SAD LOSS: Ted Allcock as many will remember him, a champion of his community. This photo was taken when Dr Allcock won the Lowe
SAD LOSS: Ted Allcock as many will remember him, a champion of his community. This photo was taken when Dr Allcock won the Lowe



EDWARD Ambrose Allcock was well-known in the Clarence Valley for being a respected, trusted and compassionate doctor.

What very few people realised was that he was also a more than capable chef.

In July, Dr Allcock hosted an 'exquisite' dinner party for 12 of his closest friends.

"He would push me out of the kitchen," his wife Rosemary Waugh told The Daily Examiner yesterday. "He planned this party all himself, cooked everything and was the perfect host -- a real gentleman.

"Afterwards I told him that we should have another one, in Spring, out in the garden.

"He turned to me and said 'there will never be another one'."

Even then, the man affectionately known as Ted to many of his patients, knew there was little time left.

"Ten weeks ago he suspected, being an eminent surgeon, something was wrong," Mrs Waugh said.

"He knew something was wrong 12 months ago."

That something was pancreatic cancer, an extremely aggressive form of tumour.

"He had an operation in Lismore and said to me that there was nothing anybody could do about it.

"Three weeks ago he had a stroke and even though it affected his speech mildly it didn't affect his intellect."

He spent three weeks in Maclean Hospital and only last Friday was allowed to return to his wife's care at the Taloumbi Homestead.

Yesterday, he passed away, aged 86, just under a fortnight before the loving couple celebrated their 27th wedding anniversary.

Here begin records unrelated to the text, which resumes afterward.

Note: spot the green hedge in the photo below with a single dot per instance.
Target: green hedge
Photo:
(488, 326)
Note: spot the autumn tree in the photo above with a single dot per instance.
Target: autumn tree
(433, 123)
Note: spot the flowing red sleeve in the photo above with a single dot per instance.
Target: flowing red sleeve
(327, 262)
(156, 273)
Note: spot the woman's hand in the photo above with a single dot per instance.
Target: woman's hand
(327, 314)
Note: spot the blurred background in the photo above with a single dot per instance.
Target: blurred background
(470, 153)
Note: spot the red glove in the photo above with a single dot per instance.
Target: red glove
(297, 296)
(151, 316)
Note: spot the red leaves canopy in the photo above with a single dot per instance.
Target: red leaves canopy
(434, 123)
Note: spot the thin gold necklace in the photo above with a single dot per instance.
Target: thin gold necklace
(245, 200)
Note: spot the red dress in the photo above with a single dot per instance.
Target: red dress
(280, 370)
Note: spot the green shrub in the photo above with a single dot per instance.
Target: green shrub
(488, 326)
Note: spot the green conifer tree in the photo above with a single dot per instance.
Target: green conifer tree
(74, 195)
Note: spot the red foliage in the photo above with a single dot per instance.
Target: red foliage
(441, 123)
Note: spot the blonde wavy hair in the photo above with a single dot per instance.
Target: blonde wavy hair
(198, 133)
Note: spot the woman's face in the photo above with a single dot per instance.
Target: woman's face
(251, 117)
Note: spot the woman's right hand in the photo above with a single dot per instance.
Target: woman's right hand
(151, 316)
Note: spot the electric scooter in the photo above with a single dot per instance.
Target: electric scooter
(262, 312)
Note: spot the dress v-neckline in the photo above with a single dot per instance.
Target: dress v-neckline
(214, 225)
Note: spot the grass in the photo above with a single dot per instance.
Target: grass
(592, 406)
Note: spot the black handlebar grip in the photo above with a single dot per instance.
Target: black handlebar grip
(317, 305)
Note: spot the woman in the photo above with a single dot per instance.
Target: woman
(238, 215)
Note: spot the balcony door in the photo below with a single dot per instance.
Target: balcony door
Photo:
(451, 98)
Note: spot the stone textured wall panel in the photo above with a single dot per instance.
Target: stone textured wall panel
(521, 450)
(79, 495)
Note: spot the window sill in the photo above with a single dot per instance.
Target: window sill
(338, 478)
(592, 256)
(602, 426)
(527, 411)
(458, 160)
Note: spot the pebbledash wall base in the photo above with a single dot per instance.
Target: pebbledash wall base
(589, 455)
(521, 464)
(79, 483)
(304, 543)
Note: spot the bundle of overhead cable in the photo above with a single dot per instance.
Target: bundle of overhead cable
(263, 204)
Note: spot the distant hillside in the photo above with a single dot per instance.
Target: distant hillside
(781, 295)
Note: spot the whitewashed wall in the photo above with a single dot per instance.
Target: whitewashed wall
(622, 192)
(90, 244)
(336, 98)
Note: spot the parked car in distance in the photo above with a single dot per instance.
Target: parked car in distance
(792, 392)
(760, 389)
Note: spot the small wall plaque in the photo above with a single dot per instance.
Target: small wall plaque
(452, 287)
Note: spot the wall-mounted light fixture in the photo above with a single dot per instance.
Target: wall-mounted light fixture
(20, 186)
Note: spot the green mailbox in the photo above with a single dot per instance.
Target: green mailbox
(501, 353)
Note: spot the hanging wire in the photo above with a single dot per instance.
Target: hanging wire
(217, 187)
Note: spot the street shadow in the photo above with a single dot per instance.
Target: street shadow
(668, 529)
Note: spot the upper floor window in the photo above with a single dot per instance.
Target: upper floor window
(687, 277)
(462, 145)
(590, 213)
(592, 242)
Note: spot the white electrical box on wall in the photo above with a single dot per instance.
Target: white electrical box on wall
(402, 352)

The master surgeon was a Fellow of the Royal College of Australian Surgeons and Royal College of Surgeons, studied at the American College of Surgeons and taught surgery at the University of Minnesota.

He also spent time working in private research in the US helping in the development of the ITOME instrument for reading blood sugars.

Born in Leicestershire, England, he first saw Australia during World War II and spent time as a Surgeon Lieutenant in the Royal Navy.

He returned to Australia and took up residence in 1956.

He spent 20 years at the University of Melbourne's Department of Surgery and was recently awarded an Order of Australia Medal for his years of dedicated service to the community and his contribution to medical education in the Northern Rivers.

He was this year's Lower Clarence Citizen of the Year.

Established a GP office in River Street, in the old Maclean Shire Council building in 1977 he worked at the Maclean Hospital until he was 65 and was forced to retire.

"He brought a lot of young people into this world in his time at the hospital," she said.

"I can only go on what people have said to me but he will be remembered as a considerate and compassionate man.

"He would go out at any time for anybody.

"I will remember him as the most Christian-like man and a gentleman."

Dr Allcock's funeral will be held on Saturday at Maclean's Anglican Church with a burial at the Taloumbi Homestead, with the time to be set.

All friends are welcome.

Dr Allcock is survived by his wife, daughters Alison Allcock and Catherine McNabb, sons Stephen and Johnathon Allcock and stepson Alec Waugh.